Je continue de faire défiler mes œuvres, certaines colorées d'autres plus sombres mais toutes remplies d'émotions. Les réactions de Maël à propos de chacune d'entre elles me font chaud au cœur et m'incitent à lui expliquer à chaque fois ce que j'ai voulu représenter. Vient finalement le moment de lui parler des deux derniers dessins qui ne forment en fait qu'un.

— Ici, je commence en montrant la première partie que j'ai intitulée "Liberté", j'ai représenté Andromede s'envolant vers les étoiles sur le dos de Pégase. Andromede c'est le deuxième prénom d'Ava et j'aime me dire que l'endroit où elle est allée est tout ce dont elle a toujours rêvé. Le deuxième dessin s'appelle "retrouvée", c'est en fait la suite de liberté. Les deux constellations que j'ai représentées sont celles d'Andromède et de Pégase. Pour moi, elles sont symboles de protection, elles veillent l'une sur l'autre.

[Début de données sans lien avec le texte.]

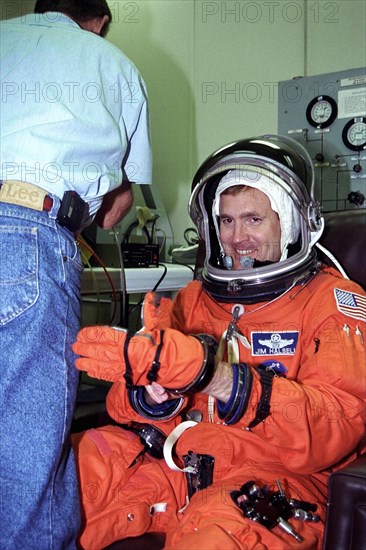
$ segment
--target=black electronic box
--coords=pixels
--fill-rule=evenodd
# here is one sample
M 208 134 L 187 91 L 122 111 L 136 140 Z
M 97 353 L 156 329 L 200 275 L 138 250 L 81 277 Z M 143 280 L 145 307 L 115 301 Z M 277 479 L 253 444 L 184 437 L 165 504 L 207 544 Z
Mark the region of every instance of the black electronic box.
M 159 245 L 122 243 L 124 267 L 159 267 Z

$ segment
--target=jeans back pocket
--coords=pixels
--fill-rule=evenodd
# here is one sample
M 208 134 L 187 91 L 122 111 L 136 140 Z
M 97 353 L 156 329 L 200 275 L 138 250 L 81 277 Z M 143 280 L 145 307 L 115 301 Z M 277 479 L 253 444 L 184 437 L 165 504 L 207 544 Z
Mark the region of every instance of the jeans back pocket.
M 37 228 L 0 225 L 0 326 L 32 307 L 38 295 Z

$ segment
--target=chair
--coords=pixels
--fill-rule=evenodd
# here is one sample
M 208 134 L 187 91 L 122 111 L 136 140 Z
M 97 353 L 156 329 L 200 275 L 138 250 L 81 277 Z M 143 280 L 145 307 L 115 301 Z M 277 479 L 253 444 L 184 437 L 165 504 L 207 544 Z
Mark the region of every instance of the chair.
M 337 549 L 366 549 L 366 455 L 329 477 L 323 550 Z
M 366 209 L 326 212 L 324 219 L 320 243 L 334 254 L 349 277 L 366 290 Z M 321 252 L 318 255 L 331 264 Z
M 366 289 L 366 209 L 328 212 L 324 217 L 321 244 L 341 262 L 349 277 Z M 331 264 L 323 253 L 319 257 Z M 196 275 L 203 259 L 201 242 Z M 104 550 L 160 550 L 164 541 L 162 533 L 147 533 L 114 542 Z M 323 550 L 366 550 L 366 455 L 329 477 Z
M 322 244 L 366 289 L 366 210 L 328 212 L 324 217 Z M 329 477 L 323 550 L 338 549 L 366 550 L 365 454 Z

Je les ai représentées comme si elles étaient entraînées dans une danse étoilée et il n'y a pas vraiment de raison à ça, je me suis juste dit que cette idée plairait à Ava.

— C'est très beau, encore plus quand on sait ce que ça représente pour toi. Mais alors, tu voudrais que ça représente quoi pour les patients ? demande-t-il avec un intérêt sincère.

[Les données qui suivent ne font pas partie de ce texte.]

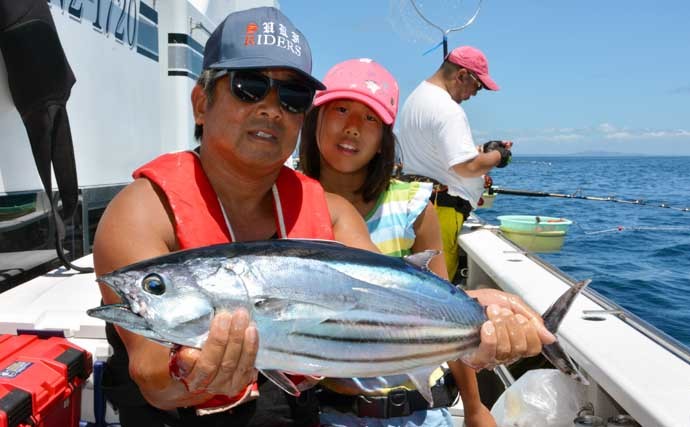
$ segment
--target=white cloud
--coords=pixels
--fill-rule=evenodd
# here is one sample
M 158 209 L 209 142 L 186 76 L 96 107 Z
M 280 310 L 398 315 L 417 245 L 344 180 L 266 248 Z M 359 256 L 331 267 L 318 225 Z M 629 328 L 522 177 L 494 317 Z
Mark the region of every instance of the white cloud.
M 512 129 L 487 132 L 477 130 L 475 139 L 490 134 L 506 135 L 516 142 L 532 143 L 565 143 L 573 141 L 650 141 L 650 140 L 678 140 L 689 139 L 690 130 L 687 129 L 630 129 L 618 127 L 612 123 L 600 123 L 592 127 L 583 128 L 544 128 L 544 129 Z
M 688 137 L 690 137 L 690 131 L 684 129 L 621 131 L 605 136 L 606 139 L 673 139 Z
M 580 139 L 584 139 L 584 135 L 569 133 L 562 135 L 554 135 L 551 139 L 553 139 L 554 141 L 577 141 Z
M 599 125 L 599 130 L 603 133 L 613 133 L 616 132 L 616 127 L 611 123 L 602 123 Z
M 630 133 L 630 132 L 623 132 L 623 131 L 609 132 L 609 133 L 604 135 L 604 138 L 606 138 L 606 139 L 631 139 L 631 138 L 635 138 L 635 134 Z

— Je ne sais pas trop. L'interprétation est propre à chacun mais j'aimerais que des gens regardent mes peintures et se disent que la vie vaut encore le coup, que la bataille s'arrêtera quand le moment viendra mais qu'il ne faut laisser tomber sous aucun prétexte. J'aimerais faire comprendre que le meilleur est encore à venir.

La discussion se fait ensuite plus légère. Il me raconte comment ça se passe pour lui maintenant qu'il a entamé une nouvelle vie. Il m'explique à quel point sa mère s'en veut et qu'il a vite réussi à lui pardonner. Il m'assure qu'il n'oubliera pas, parce que ce serait oublier un bout de l'histoire de ses petites sœurs par la même occasion mais que la rancœur ne lui apporte rien de bon. Il a l'air vraiment heureux. Son nouveau lycée lui plaît, il est surexcité à l'idée que bientôt, il parlera anglais couramment, enfin bref, il s'épanouit et ça me donne envie de suivre son exemple. Il prononce une dernière phrase qui retient mon attention un peu plus longtemps que les autres : « Je me sens vivant, comme avant. »

C'est la première partie qui me fait tiquer, vivant. Ce mot fait écho en moi et fait remonter le souvenir d'une discussion que j'ai eu avec Ava il y a plusieurs années. Elle avait dit que son sentiment préféré était celui de se sentir vivante. Comme si sa seule mission était de vivre. Puis elle avait ajouté qu'elle avait fait des recherches sur la signification de son prénom et qu'il voulait simplement dire «Vie». Je me souviens avoir été marquée par cette discussion pendant un moment parce que je n'avais jamais réfléchi au fait que vivre pouvait se ressentir.

— Maël, tu viens de me donner l'idée d'un dernier dessin, je lance en lui racontant le souvenir qui vient de me traverser l'esprit. Il faut que je dessine un arbre de vie. Parce que tout le monde devrait se sentir vivant, et aimer ce sentiment.

On discute encore quelques instants avant de raccrocher et qu'il m'ai fait promettre de lui montrer le résultat de cette dernière toile. Pour réaliser cet ultime dessin, je sors la plus grande toile que j'ai. Il mérite d'être le plus imposant. Je réfléchis ensuite pendant plusieurs minutes de ce que je veux vraiment puis une idée me paraît être une évidence. Le prénom d'Ava symbolise la vie, en Grec, le mien est un olivier, symbole de paix et de longévité. Quant aux origines basques de mon prénom, elles se traduisent par le mot "hirondelle". Je me lance alors dans la confection d'un olivier aux branches alourdies par une nuée de petits oiseaux délaissant leur danse pour faire vivre cet arbre centenaire. Munie d'un tube de colle et de feuilles d'or, je cache les lettres du mot «Vie» dans l'écorce de l'arbre et sur le dos d'une des nombreuses hirondelles. Au-dessus de ma signature, j'appose un petit soleil doré qui composait celle d'Ava. Je ne ressens pas le besoin de nommer ce dessin, parce qu'il parle de lui-même. Il est ma représentation de la Vie.